Ask students to write or record a reflection on what they have learned in the subject, how they have progressed, and what they feel confident about.
Tell the tale
Mitigating assessment to prevent all use of AI is a pretty tall order, another possibility is embracing the use of AI. I say this with a caveat: there do need to be parameters.
It is unhelpful to direct students’ use of AI on any given assessment with vague comments like
- “Don’t use it too much”
- “Add a human touch” or
- “Make sure to use your authentic voice.”
Those aren’t really practical and could be interpreted on a very large scale, face it, how much is too much?
Specific guidelines are necessary.
James Presbitero Jr. uses the three layers of AI augmentation as his framework for the appropriate use of AI in writing.

His framework of layers also made me think about what we ask our students to do. Are our assignments what he would consider surface creations? If so, then AI can easily be used. Alternatively, if our assessments focus on the deep creations then AI use is naturally mitigated.
Consider some of the ways AI can be used productively to enhance learning:
- Researching your topic
- Simplifying audience research
- Looking for underserved titles and topics
- Formulating and creating hooks, titles, and quotes
- Enhancing readability by suggesting synonyms, idioms, etc
- AI writes the essay and students assess it and give feedback
- Students write a descriptive paragraph that is then put through generative image AI and assess the quality of the image
- Students design prompts to have AI draft an authentic artefact (e.g. policy briefing, draft advice, pitch deck, marketing copy, impact analysis, etc) and improve upon it.
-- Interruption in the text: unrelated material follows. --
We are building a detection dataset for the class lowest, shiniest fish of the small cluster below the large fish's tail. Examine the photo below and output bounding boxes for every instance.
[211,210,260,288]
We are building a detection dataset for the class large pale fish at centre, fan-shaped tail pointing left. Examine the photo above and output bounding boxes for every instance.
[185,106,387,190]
They document the process and reasoning: initial prompt, improvements, sources, critiques
If AI is used for “surface-level” tasks, students could then be free to focus on learning at a deeper level.
Stephanie Holt, in her article Moving from Learning to Use AI to Using AI for Learning: Bllom’s Taxonomy for Utilizing Generative AI Tools, outlines how Bloom’s Taxonomy provides an ideal lens through which educators can integrate Generative AI tools into their teaching methodologies.
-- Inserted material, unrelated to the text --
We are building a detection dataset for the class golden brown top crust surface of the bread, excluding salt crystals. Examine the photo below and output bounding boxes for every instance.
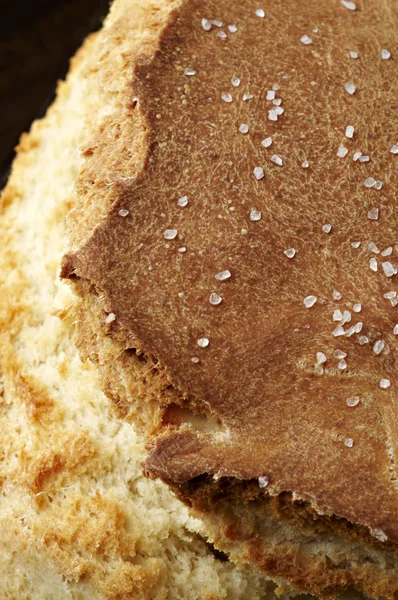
[63,0,398,595]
- Knowledge: Gathering and Recall – streamline the process of gathering and recalling factual information
- Comprehension: Understanding and Interpretation – assist in summarizing texts, translating languages, or even explaining complex ideas in simpler terms
- Application: Practical Use of Knowledge – applying learned concepts in practical scenarios, i.e. AI simulations for scientific experiments
- Analysis: Dissecting and Questioning – help students learn to analyze data, recognize patterns, and critically assess information
- Synthesis: Integration and Creation – help students in synthesizing information and presenting that information in creative ways
- Evaluation: Critical Thinking and Judgement – teach students about bias in data, the importance of ethical considerations, and the limitations of AI itself, encourage critical thinking and foster a deeper understanding of the technology’s impact on society, use AI tools for feedback for improvement
Considering AI’s capabilities through the lens of Bloom’s Taxonomy, opens the doors to the creation of engaging, interactive, and effective learning experiences where AI is not the enemy, but an integral part of relevant, rich learning.

Here are some other ideas for how AI can be used in learning:
- Visual Storytelling
- Art & Design Projects
- Visual Communication i.e. infographics
- Research/Discovery Quest
- Writing Coach
- Think/Pair/Share partner
- Advisor/Tutor
- Grade the AI
- Science Lab
- Debate the AI
- Learn About Voice From Imitations of Famous Authors
- Chat With Historical Figures
- Speak With AI in a Foreign Language
- Critically examining AI in its many aspects i.e. Bias, Erasing Identity, Hallucinations, Human Labour, Environmental Impact, and Spreading Misinformation
As Holt says, “This shift not only prepares students for a future where AI is ubiquitous but also equips them with the skills to critically engage with and shape this technology for the betterment of society.”